Looking forward to this experience it reminded me that we are not always so fortunate to experience the power of nature in our daily lives, especially in built environments located in urban centers. It also brought up feelings of apprehension about the global issue that is impacting our world now and in the years to come: climate change. 

How will climate change impact my ability to portage in the future, and experience the beauty and calmness of nature? Will my kids be able to experience the same joys of nature that I do? How can urban society work towards reducing the impacts of climate change? The solution is exactly what I go to see and immerse myself with on portaging trips: nature.

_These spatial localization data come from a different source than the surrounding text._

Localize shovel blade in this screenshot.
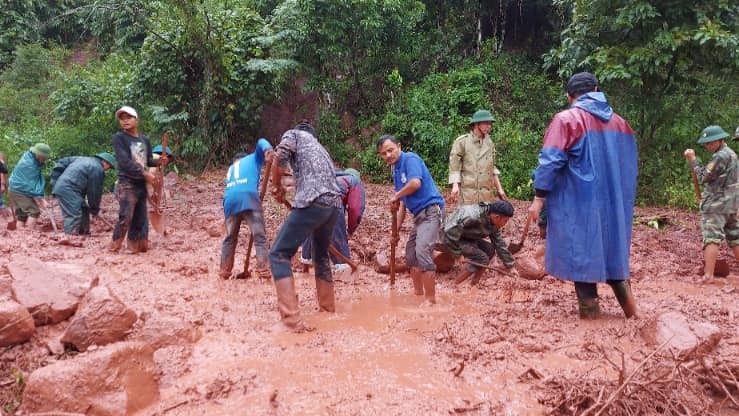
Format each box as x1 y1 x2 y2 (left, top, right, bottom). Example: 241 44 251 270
149 209 165 235
7 221 16 231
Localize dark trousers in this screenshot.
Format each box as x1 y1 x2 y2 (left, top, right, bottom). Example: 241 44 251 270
574 280 626 300
112 180 148 242
269 203 339 282
460 239 495 272
300 207 349 263
55 187 91 235
220 209 268 273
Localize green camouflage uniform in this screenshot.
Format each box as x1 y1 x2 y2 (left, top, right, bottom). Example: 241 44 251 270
448 132 500 205
691 143 739 246
439 204 514 272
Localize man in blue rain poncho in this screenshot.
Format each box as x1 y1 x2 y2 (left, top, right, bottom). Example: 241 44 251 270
528 72 638 319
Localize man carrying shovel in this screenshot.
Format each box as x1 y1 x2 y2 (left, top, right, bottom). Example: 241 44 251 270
50 153 117 235
269 121 342 331
528 72 638 319
219 138 274 280
684 125 739 283
438 200 518 286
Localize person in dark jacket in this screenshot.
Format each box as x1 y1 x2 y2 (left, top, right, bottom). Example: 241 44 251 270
8 143 51 229
109 106 168 253
51 153 117 235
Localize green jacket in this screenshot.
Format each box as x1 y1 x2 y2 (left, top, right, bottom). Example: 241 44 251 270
440 204 514 267
448 132 500 205
691 143 739 214
51 156 106 215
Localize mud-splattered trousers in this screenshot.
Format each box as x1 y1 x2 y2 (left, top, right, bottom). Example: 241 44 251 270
691 143 739 246
269 202 339 282
406 204 444 271
300 206 349 264
112 179 148 243
220 209 269 274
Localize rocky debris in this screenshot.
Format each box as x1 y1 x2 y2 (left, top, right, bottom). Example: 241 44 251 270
9 257 97 326
131 315 202 350
516 257 546 280
0 299 35 347
61 285 137 352
641 311 722 358
373 250 408 274
20 342 159 415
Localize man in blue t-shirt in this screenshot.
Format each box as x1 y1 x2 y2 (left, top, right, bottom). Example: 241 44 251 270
220 138 274 279
377 134 445 304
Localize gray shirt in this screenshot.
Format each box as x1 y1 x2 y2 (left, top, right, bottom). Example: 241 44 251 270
275 129 341 208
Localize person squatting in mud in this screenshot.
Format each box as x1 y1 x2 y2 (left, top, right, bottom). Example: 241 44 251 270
300 167 366 273
50 152 117 235
377 134 445 304
8 143 52 230
528 72 638 319
438 200 519 286
684 125 739 283
219 138 274 280
109 106 168 253
268 121 342 331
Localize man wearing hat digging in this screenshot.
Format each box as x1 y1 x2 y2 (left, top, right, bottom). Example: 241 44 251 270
50 152 117 235
528 72 638 319
684 125 739 283
110 105 168 253
8 143 52 229
448 109 506 206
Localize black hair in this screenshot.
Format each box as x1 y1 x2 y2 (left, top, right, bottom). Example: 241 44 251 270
232 152 248 163
376 134 400 150
566 72 598 98
294 120 316 138
486 200 514 217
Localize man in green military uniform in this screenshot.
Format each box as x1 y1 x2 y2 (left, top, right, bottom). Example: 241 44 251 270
51 153 117 235
448 110 506 205
684 125 739 282
438 200 518 285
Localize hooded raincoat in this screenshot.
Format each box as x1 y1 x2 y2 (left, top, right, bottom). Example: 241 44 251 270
533 92 638 283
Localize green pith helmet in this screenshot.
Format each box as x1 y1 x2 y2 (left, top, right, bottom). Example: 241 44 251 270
95 152 118 170
697 125 729 144
344 168 361 180
469 109 496 124
30 143 51 159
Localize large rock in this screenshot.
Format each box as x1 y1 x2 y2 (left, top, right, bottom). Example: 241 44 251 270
61 286 137 352
373 250 409 274
0 299 35 347
131 316 202 350
20 342 159 415
641 311 722 358
9 257 96 326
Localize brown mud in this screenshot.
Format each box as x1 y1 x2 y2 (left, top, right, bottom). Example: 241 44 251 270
1 171 737 415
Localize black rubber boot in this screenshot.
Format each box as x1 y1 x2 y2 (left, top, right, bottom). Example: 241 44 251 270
575 282 599 319
607 280 638 318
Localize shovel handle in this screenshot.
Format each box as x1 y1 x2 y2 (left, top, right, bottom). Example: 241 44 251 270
689 167 702 203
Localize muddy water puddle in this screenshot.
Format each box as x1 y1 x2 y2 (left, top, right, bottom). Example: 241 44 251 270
150 291 546 415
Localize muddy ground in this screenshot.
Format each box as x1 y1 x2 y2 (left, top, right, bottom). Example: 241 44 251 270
1 170 738 415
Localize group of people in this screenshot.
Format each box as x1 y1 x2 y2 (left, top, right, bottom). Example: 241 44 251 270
2 71 736 331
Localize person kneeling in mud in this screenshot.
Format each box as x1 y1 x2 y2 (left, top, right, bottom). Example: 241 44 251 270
439 200 518 285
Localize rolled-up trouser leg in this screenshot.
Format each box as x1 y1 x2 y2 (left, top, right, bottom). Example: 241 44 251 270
220 213 243 277
574 281 599 319
406 204 443 272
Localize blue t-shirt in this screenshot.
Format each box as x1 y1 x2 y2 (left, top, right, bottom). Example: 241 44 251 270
223 138 273 217
392 151 444 216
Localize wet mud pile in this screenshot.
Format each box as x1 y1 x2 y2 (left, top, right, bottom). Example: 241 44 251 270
1 171 737 415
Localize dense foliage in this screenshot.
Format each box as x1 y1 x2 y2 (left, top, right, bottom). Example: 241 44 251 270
0 0 737 207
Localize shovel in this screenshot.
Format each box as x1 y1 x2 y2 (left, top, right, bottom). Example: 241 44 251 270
149 132 169 235
690 167 729 276
508 215 531 254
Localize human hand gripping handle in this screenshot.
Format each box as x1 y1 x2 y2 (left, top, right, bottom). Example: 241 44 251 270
528 197 544 225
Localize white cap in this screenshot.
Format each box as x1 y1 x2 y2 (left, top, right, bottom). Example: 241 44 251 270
115 105 138 119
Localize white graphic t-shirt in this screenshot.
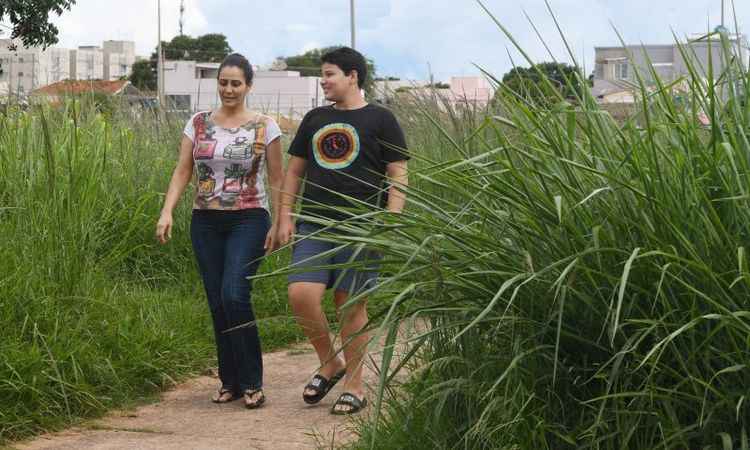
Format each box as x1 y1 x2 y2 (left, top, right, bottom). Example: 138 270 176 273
184 111 281 211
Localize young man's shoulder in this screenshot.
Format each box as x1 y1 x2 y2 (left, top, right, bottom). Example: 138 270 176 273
365 103 400 122
365 102 393 114
305 105 335 118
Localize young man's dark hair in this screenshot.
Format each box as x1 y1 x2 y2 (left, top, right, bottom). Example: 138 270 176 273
321 47 367 89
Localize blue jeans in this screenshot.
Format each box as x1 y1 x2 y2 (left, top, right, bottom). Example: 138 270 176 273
190 208 269 393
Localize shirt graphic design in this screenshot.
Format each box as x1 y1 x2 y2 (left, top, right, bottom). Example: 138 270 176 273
185 111 280 211
312 123 360 170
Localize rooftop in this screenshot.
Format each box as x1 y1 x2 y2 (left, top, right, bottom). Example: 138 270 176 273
32 79 131 96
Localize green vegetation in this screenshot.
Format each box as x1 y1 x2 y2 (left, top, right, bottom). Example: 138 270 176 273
0 102 301 443
339 27 750 450
0 0 74 49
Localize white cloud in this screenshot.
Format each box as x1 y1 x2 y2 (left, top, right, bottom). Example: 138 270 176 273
52 0 209 56
301 41 322 53
47 0 750 80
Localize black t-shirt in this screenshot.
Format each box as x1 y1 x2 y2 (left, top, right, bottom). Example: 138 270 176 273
288 103 409 220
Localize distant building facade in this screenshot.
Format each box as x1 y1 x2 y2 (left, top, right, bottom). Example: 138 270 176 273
373 76 495 108
593 33 749 102
0 39 138 99
163 60 326 120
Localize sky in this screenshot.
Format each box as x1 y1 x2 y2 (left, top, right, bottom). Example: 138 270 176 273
37 0 750 81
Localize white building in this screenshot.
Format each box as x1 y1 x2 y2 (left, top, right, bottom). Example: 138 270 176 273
592 32 749 103
0 39 72 96
373 76 495 108
163 60 326 120
0 39 136 99
372 79 429 104
70 46 104 80
448 76 495 106
103 40 136 80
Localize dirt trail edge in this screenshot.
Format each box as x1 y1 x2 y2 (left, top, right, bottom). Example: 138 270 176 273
13 343 387 450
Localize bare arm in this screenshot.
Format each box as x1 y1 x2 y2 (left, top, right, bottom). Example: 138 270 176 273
156 136 194 244
277 155 308 246
263 136 283 252
385 160 408 213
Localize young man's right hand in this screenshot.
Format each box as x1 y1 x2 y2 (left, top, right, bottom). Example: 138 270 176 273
276 217 296 247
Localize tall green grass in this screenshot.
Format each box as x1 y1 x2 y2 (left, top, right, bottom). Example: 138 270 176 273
0 100 299 443
333 18 750 450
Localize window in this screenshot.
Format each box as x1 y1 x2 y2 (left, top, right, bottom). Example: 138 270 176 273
18 72 24 77
595 63 604 79
615 63 628 80
18 57 24 63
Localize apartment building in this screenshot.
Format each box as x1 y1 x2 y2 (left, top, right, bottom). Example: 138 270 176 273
103 40 136 80
0 39 137 98
70 46 104 81
0 39 72 95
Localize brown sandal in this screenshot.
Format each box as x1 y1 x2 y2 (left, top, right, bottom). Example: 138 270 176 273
244 388 266 409
212 388 239 403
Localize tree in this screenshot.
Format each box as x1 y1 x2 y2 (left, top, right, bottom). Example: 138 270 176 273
159 33 232 62
129 33 232 92
282 46 377 93
498 62 585 104
129 60 156 91
0 0 75 49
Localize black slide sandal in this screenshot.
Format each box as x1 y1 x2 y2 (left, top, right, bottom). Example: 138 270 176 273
303 369 346 404
330 392 368 415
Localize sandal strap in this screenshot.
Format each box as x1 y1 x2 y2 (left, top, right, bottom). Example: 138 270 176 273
334 392 365 409
305 374 328 392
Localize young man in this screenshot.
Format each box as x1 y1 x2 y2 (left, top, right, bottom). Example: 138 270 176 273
277 47 408 415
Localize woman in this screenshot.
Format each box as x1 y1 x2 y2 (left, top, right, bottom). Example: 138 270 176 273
155 53 283 409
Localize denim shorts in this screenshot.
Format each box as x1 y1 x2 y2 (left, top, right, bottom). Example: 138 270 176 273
288 222 380 295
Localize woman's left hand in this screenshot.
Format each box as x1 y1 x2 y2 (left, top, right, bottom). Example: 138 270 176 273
264 226 278 254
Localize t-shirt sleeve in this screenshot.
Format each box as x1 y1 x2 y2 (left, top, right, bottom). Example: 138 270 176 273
287 111 313 159
264 117 282 145
379 109 409 163
183 112 200 142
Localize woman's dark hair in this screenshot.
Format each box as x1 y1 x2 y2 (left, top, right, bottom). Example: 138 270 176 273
321 47 367 89
218 53 254 84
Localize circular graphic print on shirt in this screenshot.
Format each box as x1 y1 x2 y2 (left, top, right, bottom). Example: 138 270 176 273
312 123 360 170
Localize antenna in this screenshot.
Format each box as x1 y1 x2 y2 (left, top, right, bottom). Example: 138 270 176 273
179 0 185 36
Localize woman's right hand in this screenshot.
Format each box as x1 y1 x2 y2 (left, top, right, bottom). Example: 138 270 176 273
276 217 295 247
156 212 173 244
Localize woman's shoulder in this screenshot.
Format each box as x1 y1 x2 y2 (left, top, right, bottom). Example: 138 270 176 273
253 113 281 129
187 110 212 124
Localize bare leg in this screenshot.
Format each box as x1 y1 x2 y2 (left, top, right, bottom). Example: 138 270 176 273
288 282 345 396
332 289 369 412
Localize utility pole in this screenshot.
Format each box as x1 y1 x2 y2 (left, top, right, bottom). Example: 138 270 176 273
350 0 356 49
157 0 165 107
179 0 185 36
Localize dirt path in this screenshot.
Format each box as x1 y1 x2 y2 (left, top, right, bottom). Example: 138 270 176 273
11 343 386 450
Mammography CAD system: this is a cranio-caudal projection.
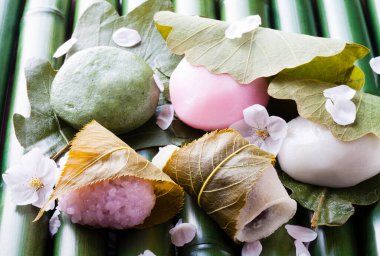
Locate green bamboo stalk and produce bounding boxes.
[173,0,216,19]
[117,148,175,256]
[365,0,380,55]
[121,0,147,14]
[315,0,380,96]
[357,204,380,255]
[0,0,71,254]
[220,0,270,27]
[177,194,238,256]
[74,0,120,24]
[271,0,317,35]
[0,0,24,125]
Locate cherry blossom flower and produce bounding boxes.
[138,250,156,256]
[49,209,61,236]
[225,15,261,39]
[229,104,287,155]
[242,240,262,256]
[2,148,58,210]
[323,85,357,126]
[112,27,141,47]
[156,104,174,130]
[370,56,380,74]
[169,219,197,247]
[53,37,77,58]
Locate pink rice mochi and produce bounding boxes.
[59,176,156,229]
[169,58,269,131]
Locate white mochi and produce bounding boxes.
[278,117,380,187]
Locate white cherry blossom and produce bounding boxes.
[229,104,287,155]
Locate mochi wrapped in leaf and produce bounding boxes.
[35,121,184,229]
[162,130,297,243]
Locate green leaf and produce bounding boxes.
[68,0,181,78]
[153,11,368,85]
[13,59,75,157]
[268,74,380,141]
[279,170,380,226]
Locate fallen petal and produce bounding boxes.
[112,27,141,47]
[169,222,197,247]
[294,239,311,256]
[156,104,174,130]
[285,224,317,242]
[325,98,356,126]
[323,85,356,101]
[49,210,61,236]
[138,250,156,256]
[153,73,164,92]
[370,56,380,74]
[241,240,262,256]
[225,15,261,39]
[53,38,77,58]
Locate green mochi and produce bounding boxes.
[50,46,159,134]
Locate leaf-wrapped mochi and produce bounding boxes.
[35,121,184,229]
[50,46,160,134]
[162,130,297,243]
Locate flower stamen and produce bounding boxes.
[29,177,44,190]
[255,129,269,140]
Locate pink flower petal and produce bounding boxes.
[370,57,380,74]
[229,119,253,138]
[49,210,61,236]
[243,104,269,128]
[267,116,287,140]
[169,221,197,247]
[261,137,283,155]
[153,73,164,92]
[242,240,262,256]
[156,104,174,130]
[285,224,317,243]
[294,239,311,256]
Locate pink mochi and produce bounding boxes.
[169,58,269,131]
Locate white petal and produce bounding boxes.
[267,116,288,140]
[169,222,197,247]
[261,137,283,155]
[152,145,179,170]
[33,187,55,210]
[156,104,174,130]
[138,250,156,256]
[153,73,164,92]
[285,224,317,243]
[39,158,59,187]
[370,57,380,74]
[112,27,141,47]
[53,38,77,58]
[229,119,254,138]
[49,210,61,236]
[323,85,356,101]
[242,240,262,256]
[243,104,269,128]
[21,148,44,175]
[57,152,68,171]
[225,15,261,39]
[294,240,311,256]
[10,185,38,205]
[2,168,30,187]
[325,98,356,125]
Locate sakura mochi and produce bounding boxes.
[59,176,155,229]
[169,58,269,130]
[278,117,380,188]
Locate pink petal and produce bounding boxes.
[169,222,197,247]
[229,119,253,138]
[49,210,61,236]
[370,57,380,74]
[294,239,311,256]
[243,104,269,128]
[242,240,262,256]
[153,73,164,92]
[267,116,287,140]
[325,98,356,125]
[285,224,317,243]
[261,137,283,155]
[156,104,174,130]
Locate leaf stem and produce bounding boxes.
[311,187,328,229]
[51,143,70,161]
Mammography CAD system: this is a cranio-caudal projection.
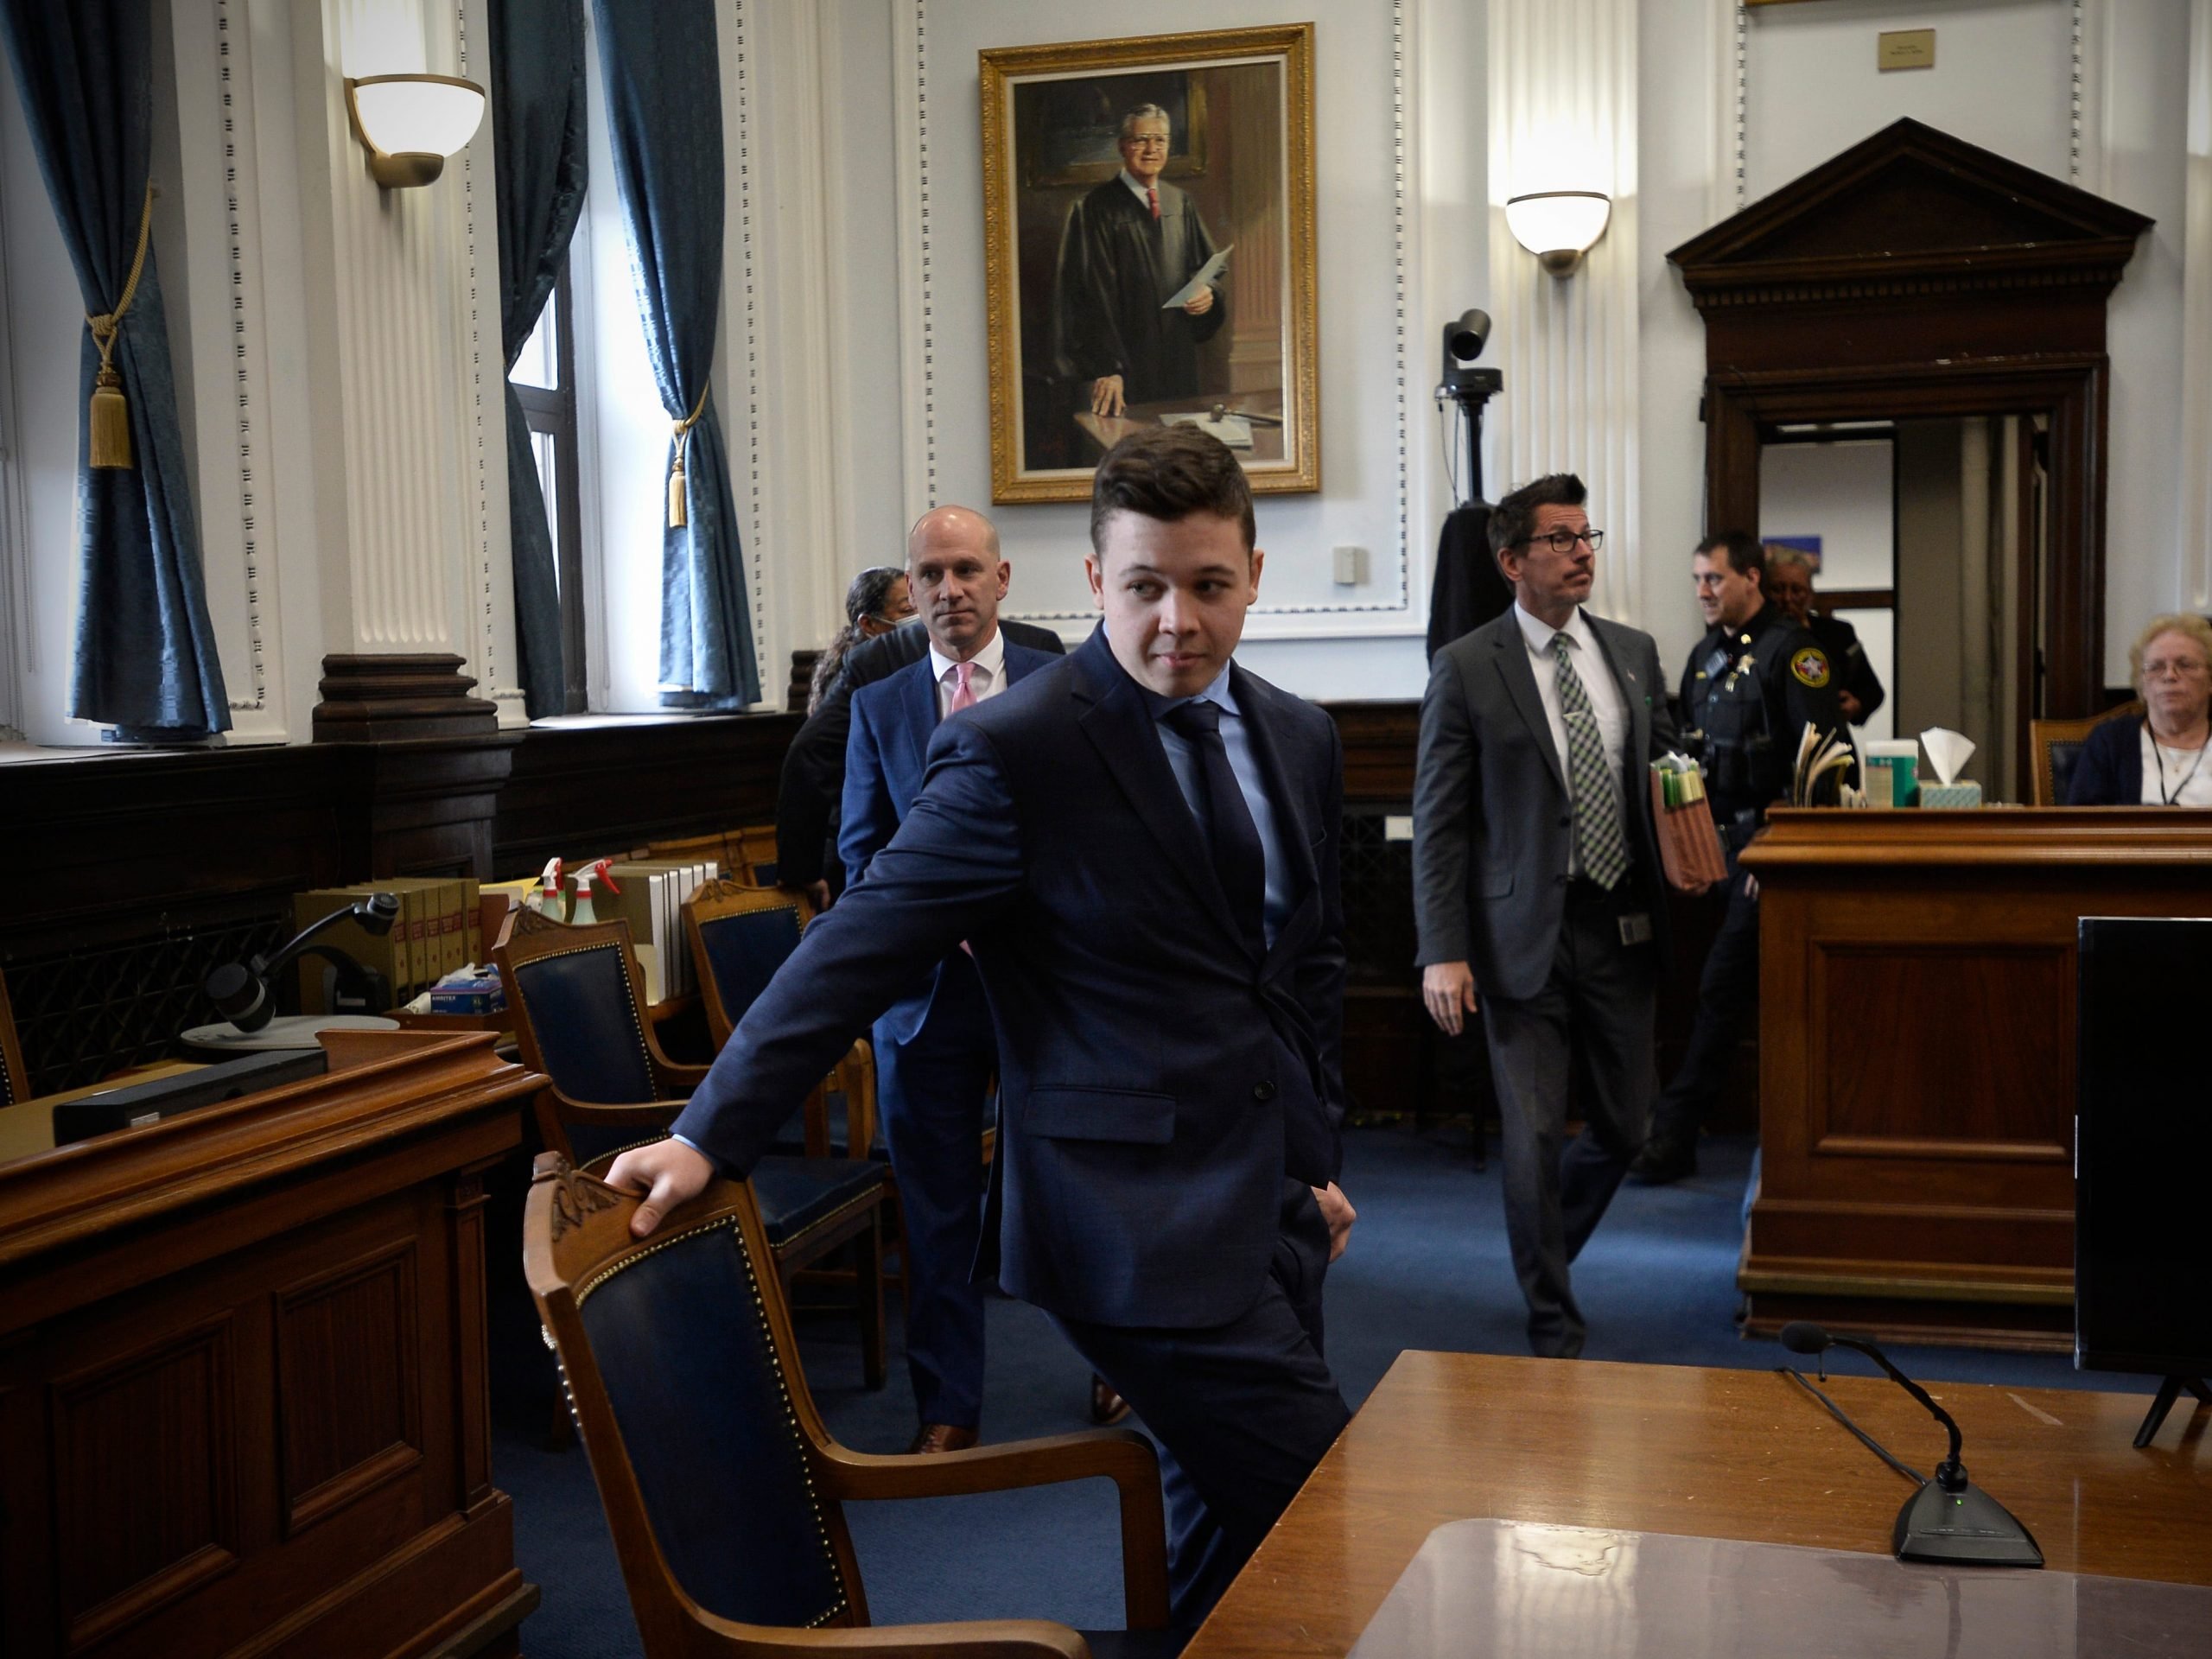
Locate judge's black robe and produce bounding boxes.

Trees offer the potential to capture carbon from the atmosphere to slow or reverse global warming by reducing CO2e (carbon dioxide equivalents) emissions, a process known as carbon (or vegetation) sequestration. Even common landscapes, such as grassland and shrubs are equally effective as trees in removing carbon from our atmosphere; thus improving air quality and human health in urban areas. Additionally, growing a variety of biolife can improve the potential of vegetation sequestration since they act as carbon ‘sinks’ – a process where CO2e is absorbed from the air and is stored in the vegetative stems, trunks, branches, roots, and the soil. Although regular landscaping and maintenance activities do result in CO2e emissions from the required operational machinery (referred to as the “lawnmower effect”), these activities are usually more than offset by the sequestration potential of the vegetation.

The built environment offers a unique solution to harness the potential of nature. In lieu of constructing a standard built-up roof, a green roof with a variety of plant life could be installed instead, offering the ability to sequester carbon and other air pollutants from the environment. Other land cover types that could bring vegetation sequestration to communities from the built environment include open spaces (i.e., parks and community gardens) and green stormwater infrastructure (GSI) (i.e., vegetated buffer strips, rain gardens, and detention ponds). 

Vegetated spaces also provide a host of other co-benefits such as offering the potential for open spaces recreation. Further, GSI offers greater infiltration and retention of stormwater, that improves local water quality and reduces flood risk damages for homes in a city’s flood plain. Access to green space can also improve productivity along with reducing physical and mental health ailments via the biophilia effect and through the ability to cool the surrounding ambient temperature around the project location reducing the urban heat island effect. 

Project designers should be encouraged to insert more natural features within their site blueprint. Autocase can support designers of the built environment to value the impact of vegetation sequestration (alongside other co-benefits) by creating a business case using the latest peer-reviewed literature and government reports.